最低賃金引き上げで「壁」の問題点が浮き彫りに
配偶者特別控除の趣旨は、先述したように、配偶者控除の「103万円の壁」の内側の人と外側の人との不公平を是正することにあります。
2018年の法改正で「壁」を引き上げたことは、その延長線上にあると考えられます。
また、「103万円の壁」が女性の社会進出を阻んでいたという指摘は古くからあり、その問題意識も反映されていると考えられます。

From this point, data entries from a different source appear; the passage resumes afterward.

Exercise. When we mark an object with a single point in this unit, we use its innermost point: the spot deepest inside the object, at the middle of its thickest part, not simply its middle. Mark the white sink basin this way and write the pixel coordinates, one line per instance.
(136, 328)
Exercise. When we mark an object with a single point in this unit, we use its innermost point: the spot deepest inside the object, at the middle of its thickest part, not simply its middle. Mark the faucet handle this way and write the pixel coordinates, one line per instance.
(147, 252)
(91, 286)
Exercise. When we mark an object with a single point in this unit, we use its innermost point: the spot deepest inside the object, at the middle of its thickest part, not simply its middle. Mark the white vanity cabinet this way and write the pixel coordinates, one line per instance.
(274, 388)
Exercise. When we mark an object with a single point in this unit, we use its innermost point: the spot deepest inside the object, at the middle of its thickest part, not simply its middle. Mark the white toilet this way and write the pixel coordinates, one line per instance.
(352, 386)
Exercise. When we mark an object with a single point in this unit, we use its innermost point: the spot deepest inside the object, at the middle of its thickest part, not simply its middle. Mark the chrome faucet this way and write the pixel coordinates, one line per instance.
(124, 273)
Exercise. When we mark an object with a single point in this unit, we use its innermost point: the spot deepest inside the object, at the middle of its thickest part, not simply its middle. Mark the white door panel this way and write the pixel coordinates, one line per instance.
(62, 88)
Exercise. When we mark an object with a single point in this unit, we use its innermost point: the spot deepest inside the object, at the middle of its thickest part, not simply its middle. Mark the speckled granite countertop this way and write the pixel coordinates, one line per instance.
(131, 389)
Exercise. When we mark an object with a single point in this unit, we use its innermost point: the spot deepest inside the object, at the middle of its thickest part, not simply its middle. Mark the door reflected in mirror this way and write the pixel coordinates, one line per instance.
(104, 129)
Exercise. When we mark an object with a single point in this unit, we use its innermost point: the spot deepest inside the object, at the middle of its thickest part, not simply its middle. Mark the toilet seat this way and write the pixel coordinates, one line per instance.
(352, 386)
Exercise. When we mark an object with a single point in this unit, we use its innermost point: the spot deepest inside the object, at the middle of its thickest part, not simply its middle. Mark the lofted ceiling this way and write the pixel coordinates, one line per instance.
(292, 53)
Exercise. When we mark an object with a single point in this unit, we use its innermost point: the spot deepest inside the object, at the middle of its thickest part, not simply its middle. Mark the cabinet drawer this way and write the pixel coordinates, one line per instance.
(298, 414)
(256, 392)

実際、2014年に当時の安倍晋三首相が現行の税制・社会保障制度について「女性の就労拡大を抑制する効果をもたらしている」と断じています(第1回経済財政諮問会議・産業競争力会議合同会議議事要旨P.13参照)。
しかし、そもそも「壁」という発想の範囲内で解決しようとすることに限界があります。
配偶者控除の「103万円の壁」が実質上取り払われたといっても、「150万円の壁」に置き換わっただけです。また、「141万円の壁」が「201万6,000円の壁」へと引き上げられたことも、「壁」という発想のなかでの微調整でしかありません。
さらに、社会保険料に関する「106万円の壁」または「130万円の壁」も依然として存在するので、それらを気にしないわけにはいきません。
2022年10月に最低賃金が引き上げられることによって、それらの「壁」を気にして働いてきた人の多くは、壁を超えないために、労働時間を減らそうとすることが予想されます。
皮肉なことに、「壁」の存在が最低賃金の引き上げとあいまって女性の社会進出を妨げ、しかも、壁の内側の人と外側の人との分断を進めてしまうおそれがあるのです。
最低賃金の引き上げは、「壁」という制度のあり方の根本的な問題点を浮き彫りにしたといえます。
もはや「壁」をいじる程度では、根本的な問題は何ら解消されないのは明らかです。
女性の社会進出が進み、共働き世帯が多数となり、かつ、老後資金2,000万円問題等もあるなか、現行の税制・社会保障制度の抜本的な見直しが迫られています。